A jiving, headbanging, grooving sulphur-crested cockatoo has become the new superstar of science.
Snowball may never have had a dance lesson in his life but he wowed researchers with 14 different moves as he bopped along to 80s classics.
The cockatoo was filmed swinging from side to side, lunging and lifting his foot as he moved to Another One Bites The Dust and Girls Just Want To Have Fun.
Scientists from the United States believe his ‘remarkably diverse spontaneous movements’ show that dancing is not limited to humans but a response to music when certain conditions are present in the brain.
Parrots are vocal learners whose brains contain strong auditory-motor connections.
Writing in Current Biology magazine, the authors said the key question was how Snowball acquired his dance skills, with parrots able to imitate movements. They suggest: ‘Another possibility is that some moves may reflect creativity. This would also be remarkable, as creativity in non-human animals has typically been documented in behaviours aimed at obtaining an immediate physical benefit, such as access to food or mating opportunities.
‘Snowball does not dance for food or in order to mate; instead, his dancing appears to be a social behaviour used to interact with human caregivers (his surrogate flock).’
The videos were filmed in 2008, when Snowball was 12, and he became a YouTube sensation, with clips of him grooving viewed millions of times. An initial study published shortly afterwards showed he could keep to a beat, but later his owner and study author, Irena Schulz, noticed him displaying a greater range of movements.
Researchers revisited the footage after a 2016 study on the evolution of dance inspired them to think about its wider significance.

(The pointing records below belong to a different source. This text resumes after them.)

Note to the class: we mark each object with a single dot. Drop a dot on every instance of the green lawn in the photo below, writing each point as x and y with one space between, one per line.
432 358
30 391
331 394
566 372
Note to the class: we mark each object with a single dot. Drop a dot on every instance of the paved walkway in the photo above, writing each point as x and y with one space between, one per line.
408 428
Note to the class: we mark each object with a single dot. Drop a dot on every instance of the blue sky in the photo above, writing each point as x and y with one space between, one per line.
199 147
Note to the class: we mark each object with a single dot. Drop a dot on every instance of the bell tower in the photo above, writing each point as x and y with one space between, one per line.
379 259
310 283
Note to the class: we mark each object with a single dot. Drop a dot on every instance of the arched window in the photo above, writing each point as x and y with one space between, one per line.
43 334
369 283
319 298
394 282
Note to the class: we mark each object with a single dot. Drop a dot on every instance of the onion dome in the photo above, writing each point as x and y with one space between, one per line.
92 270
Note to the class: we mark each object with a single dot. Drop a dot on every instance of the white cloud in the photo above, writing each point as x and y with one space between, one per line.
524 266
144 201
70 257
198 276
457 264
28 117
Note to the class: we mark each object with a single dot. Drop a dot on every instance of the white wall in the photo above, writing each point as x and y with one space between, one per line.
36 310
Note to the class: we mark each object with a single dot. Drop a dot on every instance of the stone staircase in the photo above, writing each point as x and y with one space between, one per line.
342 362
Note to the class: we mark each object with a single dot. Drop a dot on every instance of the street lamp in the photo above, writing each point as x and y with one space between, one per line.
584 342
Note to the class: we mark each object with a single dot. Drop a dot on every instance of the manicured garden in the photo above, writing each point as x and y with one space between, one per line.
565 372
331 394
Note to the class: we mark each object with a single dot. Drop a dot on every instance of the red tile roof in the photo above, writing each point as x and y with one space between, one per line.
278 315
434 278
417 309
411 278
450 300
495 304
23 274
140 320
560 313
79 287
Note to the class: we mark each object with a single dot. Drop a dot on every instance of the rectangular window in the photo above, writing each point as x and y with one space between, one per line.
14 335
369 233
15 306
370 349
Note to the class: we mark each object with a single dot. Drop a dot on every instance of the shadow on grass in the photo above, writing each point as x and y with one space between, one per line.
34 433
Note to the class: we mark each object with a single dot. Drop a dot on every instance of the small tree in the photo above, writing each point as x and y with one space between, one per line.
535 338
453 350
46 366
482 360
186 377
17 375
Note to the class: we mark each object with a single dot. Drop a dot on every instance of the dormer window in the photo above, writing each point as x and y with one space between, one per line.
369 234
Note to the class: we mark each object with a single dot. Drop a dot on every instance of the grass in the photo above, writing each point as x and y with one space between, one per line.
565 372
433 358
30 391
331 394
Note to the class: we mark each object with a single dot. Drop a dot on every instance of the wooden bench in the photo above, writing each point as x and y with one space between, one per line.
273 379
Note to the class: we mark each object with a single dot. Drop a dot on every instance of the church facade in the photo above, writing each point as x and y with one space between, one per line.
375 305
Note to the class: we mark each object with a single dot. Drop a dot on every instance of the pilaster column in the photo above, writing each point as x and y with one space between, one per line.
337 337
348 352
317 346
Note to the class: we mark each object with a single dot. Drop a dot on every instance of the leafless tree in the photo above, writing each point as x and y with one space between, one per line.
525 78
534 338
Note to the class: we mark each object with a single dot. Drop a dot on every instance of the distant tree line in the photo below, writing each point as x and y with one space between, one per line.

During the 23 minutes of music, Snowball’s owner was present and offered encouragement in the form of an occasional ‘Good Boy’, but did not dance.
He danced in three to four-second snippets, moving differently each time he heard a particular tune, a sign of flexibility. Analysis of his moves revealed them to be clearly intentional but not an ‘efficient means of achieving any plausible external goal’.
The researchers suggest that spontaneous dance movements arise when five traits, which parrots share with humans, are present. These include attentiveness to communicative movements, the ability to imitate them and a tendency to form long-term social bonds.